Je reste là sur le haut des marches du perron bien décidée à ne pas laisser entrer cette opportune. Je mets mon cerveau en marche et commence l'interrogatoire.
« Qui êtes-vous, madame et que faites-vous ici ? Savez-vous que vous êtes dans une propriété privée ? On n'atterrit pas chez les gens comme ça sans invitation. »
« Hèèè ! Pardon madame. Le gros français là, c'est pas à moi que vous allez parler tout ça parce que je ne comprends rien. Tout ce que je sais, c'est que vous allez prendre l'enfant de votre mari et moi je m'en vais. Il faut dire à votre mari Kenneth ou Kenneth là, que c'est bien de jouer avec les filles des autres mais que maintenant le jeu est fini et qu'il faut qu'il s'occupe de l'enfant qu'il a mis dans le ventre de ma fille. »

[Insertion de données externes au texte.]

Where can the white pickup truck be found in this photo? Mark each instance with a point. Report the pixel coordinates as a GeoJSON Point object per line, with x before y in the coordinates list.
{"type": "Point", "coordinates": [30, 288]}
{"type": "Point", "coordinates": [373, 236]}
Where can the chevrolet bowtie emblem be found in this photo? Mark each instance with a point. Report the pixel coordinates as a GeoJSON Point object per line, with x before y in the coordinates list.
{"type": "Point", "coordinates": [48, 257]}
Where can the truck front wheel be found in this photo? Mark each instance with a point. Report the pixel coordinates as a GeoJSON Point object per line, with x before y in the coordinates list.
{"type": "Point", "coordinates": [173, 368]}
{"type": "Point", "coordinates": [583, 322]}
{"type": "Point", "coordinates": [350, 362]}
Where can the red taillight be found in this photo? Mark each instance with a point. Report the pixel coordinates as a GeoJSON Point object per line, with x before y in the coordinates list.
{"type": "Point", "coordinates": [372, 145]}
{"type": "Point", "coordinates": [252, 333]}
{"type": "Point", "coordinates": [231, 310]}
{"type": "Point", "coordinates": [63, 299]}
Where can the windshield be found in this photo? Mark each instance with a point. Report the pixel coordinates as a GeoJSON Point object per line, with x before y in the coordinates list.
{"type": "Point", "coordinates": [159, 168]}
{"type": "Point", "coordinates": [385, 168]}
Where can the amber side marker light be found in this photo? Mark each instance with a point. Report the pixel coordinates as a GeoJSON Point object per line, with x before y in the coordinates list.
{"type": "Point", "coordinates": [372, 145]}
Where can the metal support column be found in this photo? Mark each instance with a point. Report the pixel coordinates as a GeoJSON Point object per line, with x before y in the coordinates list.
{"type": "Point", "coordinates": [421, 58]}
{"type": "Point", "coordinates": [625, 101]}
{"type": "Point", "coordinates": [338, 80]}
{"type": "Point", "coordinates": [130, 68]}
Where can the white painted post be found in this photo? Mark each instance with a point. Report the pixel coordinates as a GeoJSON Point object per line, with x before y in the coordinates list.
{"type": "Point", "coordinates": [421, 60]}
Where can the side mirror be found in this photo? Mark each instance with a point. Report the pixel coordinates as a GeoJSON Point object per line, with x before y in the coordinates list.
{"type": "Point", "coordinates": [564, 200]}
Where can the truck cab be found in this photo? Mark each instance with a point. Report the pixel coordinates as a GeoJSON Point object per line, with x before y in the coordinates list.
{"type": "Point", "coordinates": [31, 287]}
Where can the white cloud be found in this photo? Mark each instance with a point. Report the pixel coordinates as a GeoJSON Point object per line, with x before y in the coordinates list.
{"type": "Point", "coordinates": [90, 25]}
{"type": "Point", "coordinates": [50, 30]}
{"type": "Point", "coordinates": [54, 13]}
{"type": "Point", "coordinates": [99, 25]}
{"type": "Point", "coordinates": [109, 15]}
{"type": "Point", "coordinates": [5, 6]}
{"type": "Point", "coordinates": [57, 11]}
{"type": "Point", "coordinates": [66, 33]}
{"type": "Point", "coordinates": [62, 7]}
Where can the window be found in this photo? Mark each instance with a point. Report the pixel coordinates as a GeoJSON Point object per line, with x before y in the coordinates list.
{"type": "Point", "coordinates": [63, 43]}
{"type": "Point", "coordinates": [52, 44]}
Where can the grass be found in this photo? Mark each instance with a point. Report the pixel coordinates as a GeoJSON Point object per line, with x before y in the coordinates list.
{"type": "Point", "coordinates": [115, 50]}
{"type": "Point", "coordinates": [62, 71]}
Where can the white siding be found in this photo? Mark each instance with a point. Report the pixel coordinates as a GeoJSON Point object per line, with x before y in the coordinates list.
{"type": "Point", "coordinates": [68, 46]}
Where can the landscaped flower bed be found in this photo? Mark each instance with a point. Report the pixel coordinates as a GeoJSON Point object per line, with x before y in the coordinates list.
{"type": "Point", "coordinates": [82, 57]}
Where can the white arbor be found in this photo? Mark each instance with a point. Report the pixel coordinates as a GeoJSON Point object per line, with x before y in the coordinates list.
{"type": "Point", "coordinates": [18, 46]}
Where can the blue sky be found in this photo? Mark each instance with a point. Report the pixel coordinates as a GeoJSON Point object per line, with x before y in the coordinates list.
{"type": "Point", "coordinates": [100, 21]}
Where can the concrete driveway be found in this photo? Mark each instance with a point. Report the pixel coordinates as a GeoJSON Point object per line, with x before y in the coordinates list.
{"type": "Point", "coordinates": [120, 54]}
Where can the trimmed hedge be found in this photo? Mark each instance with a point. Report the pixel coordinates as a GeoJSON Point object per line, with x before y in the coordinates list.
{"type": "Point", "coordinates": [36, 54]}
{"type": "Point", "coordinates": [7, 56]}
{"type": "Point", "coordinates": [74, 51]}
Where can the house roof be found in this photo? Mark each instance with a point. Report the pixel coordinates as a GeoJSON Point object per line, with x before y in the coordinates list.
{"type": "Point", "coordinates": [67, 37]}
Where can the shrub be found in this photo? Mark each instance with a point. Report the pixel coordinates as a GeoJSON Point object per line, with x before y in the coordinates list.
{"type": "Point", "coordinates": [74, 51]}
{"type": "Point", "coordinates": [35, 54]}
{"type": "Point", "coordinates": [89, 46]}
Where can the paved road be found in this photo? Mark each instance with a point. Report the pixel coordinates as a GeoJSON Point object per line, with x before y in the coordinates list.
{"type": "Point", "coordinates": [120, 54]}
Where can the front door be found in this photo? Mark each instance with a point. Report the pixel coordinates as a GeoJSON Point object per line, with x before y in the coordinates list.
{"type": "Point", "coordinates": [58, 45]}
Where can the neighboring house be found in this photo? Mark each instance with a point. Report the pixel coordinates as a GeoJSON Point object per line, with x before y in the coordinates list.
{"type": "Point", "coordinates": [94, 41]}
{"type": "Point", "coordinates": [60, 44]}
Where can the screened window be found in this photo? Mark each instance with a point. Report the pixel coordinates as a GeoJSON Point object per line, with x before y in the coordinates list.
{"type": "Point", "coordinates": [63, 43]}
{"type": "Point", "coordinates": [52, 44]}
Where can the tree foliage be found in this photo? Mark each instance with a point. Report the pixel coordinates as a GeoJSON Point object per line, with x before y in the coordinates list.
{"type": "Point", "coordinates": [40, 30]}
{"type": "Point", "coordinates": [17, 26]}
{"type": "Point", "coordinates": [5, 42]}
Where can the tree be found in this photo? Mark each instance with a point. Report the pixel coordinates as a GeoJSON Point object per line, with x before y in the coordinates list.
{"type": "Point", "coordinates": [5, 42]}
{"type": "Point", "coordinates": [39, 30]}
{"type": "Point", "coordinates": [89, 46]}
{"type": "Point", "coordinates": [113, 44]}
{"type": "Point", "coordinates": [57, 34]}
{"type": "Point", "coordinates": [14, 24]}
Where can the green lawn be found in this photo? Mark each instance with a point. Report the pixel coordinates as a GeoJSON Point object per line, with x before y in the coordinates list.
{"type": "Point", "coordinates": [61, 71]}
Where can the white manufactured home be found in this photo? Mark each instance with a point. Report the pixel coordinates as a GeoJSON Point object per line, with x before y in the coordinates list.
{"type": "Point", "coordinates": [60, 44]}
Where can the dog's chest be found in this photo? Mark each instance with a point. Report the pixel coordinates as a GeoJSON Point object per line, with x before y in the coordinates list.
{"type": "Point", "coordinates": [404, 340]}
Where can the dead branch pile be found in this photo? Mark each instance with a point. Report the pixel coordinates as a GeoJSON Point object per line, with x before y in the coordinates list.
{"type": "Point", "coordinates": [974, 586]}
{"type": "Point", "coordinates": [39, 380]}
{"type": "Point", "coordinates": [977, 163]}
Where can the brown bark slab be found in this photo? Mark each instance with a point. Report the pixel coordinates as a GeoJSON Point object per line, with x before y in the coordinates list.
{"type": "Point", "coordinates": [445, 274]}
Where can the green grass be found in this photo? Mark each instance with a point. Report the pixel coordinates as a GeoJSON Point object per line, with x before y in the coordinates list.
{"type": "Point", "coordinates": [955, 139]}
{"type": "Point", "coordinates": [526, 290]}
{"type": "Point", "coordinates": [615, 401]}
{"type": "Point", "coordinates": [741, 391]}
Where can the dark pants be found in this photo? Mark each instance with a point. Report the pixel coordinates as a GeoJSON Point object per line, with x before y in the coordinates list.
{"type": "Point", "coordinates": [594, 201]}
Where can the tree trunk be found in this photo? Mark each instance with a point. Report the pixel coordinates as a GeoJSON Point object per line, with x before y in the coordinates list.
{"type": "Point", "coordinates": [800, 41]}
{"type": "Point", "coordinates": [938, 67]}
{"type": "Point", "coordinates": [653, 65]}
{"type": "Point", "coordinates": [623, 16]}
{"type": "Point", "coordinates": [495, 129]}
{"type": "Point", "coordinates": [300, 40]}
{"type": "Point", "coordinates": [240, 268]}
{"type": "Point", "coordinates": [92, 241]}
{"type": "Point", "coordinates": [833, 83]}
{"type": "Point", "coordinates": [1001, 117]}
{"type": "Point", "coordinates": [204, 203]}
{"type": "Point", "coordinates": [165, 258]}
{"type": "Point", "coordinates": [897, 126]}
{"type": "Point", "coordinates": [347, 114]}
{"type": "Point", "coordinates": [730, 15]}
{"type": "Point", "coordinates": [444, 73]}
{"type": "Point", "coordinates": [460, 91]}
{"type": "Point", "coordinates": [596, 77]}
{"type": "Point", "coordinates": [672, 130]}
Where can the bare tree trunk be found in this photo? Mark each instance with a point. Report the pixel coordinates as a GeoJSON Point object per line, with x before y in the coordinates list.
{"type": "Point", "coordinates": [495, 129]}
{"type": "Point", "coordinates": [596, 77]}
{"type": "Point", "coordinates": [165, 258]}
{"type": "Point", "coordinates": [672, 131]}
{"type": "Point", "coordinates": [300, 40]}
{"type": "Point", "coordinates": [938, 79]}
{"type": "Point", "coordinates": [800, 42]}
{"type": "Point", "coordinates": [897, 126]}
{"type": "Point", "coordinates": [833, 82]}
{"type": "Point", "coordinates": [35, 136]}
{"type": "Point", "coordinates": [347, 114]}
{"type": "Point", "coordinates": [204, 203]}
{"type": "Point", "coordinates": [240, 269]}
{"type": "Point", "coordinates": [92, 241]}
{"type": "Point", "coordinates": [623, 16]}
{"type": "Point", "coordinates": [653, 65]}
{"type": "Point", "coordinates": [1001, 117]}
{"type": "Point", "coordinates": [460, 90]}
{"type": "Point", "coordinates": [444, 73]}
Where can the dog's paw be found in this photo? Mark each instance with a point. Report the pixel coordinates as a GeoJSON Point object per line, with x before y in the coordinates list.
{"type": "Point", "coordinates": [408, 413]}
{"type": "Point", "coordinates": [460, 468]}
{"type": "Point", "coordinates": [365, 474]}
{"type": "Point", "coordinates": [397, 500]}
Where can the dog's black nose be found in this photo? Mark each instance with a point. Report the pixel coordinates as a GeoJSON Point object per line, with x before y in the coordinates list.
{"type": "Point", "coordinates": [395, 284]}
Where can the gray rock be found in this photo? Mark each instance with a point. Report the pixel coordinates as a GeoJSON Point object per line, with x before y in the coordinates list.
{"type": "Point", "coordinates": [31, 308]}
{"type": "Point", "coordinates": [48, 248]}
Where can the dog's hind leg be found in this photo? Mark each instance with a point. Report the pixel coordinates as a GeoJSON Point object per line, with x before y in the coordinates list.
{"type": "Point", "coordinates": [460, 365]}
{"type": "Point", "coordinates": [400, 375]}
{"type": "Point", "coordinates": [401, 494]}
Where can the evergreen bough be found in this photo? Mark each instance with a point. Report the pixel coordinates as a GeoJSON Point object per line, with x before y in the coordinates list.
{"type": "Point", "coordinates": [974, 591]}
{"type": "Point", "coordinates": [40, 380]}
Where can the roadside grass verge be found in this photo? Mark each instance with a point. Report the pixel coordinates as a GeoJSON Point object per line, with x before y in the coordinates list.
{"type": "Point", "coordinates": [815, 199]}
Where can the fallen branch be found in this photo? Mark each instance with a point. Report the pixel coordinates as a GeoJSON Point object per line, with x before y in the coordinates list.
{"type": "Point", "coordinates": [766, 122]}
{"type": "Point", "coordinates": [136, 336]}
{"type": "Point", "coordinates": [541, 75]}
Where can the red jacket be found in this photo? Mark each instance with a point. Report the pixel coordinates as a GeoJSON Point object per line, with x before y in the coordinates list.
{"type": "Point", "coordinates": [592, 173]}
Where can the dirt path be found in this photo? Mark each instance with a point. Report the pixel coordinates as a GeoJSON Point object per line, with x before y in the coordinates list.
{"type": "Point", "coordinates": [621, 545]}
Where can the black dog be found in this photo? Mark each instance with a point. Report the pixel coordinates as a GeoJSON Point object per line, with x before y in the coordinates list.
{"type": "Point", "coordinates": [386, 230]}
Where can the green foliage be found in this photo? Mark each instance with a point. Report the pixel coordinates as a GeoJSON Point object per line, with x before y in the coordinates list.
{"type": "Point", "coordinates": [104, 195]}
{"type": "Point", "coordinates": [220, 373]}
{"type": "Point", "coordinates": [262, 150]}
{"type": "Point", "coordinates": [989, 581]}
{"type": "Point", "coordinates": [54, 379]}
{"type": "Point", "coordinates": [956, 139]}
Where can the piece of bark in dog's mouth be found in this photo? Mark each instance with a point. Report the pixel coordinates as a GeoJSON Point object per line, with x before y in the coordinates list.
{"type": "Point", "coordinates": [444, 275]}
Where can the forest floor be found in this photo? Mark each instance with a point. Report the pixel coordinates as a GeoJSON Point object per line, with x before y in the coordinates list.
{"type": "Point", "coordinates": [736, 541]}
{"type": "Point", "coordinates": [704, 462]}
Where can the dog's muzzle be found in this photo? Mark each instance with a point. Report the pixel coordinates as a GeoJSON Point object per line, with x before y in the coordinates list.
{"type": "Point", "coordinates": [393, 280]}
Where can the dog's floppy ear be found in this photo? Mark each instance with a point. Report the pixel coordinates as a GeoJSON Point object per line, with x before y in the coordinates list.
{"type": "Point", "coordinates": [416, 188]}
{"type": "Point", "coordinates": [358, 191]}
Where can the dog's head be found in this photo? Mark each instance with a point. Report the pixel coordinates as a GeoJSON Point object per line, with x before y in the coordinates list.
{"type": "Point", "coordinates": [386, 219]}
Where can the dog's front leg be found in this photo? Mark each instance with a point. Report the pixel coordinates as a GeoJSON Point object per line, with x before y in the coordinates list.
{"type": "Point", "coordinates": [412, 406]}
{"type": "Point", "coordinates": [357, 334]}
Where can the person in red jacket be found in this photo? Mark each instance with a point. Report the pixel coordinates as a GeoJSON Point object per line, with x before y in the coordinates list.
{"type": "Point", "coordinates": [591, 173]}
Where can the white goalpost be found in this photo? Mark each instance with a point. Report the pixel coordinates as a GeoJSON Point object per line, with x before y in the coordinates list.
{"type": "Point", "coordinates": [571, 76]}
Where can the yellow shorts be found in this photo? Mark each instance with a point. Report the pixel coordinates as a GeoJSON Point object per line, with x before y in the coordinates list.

Cette femme que j'ai face à moi semble avoir toute sa tête. Elle est vêtue d'un kaba et de babouche sans confiance aux pied. Elle a sur la tête cinq grosses nattes à peine cachées par un foulard noir.
« Mama, prenez l'enfant, moi je m'en vais. », insiste t-elle.
Là, elle me fout cette enfant dans les bras et commence sa course vers le portail. Pas le temps de regarder l'enfant, il faut que je comprenne ce qui se joue là et je n'ai pas l'intention de laisser filer cette intruse. J'appelle donc Harane et lui demande de bloquer le portail pour qu'elle ne puisse pas s'enfuir. Il parvient à l'arrêter et la ramène vers moi. Je regarde la dame qui commence à pester.
« C'est quoi encore ! Vous savez d'où je viens, là où vous me bloquez là ? Pardon, moi j'ai fait ma part oh ! Prenez maintenant pour vous. »
Elle se met à vociférer en se débattant pour que Harane lui lâche la bride. Je fais signe à Harane de l'emmener s'installer à la table dans le jardin. Je rentre dans la maison avec l'enfant dans les bras pour aller chercher une bouteille d'eau et une bouteille de bière pour offrir à l'importune, histoire qu'elle parle et me déballe son histoire sans réticence.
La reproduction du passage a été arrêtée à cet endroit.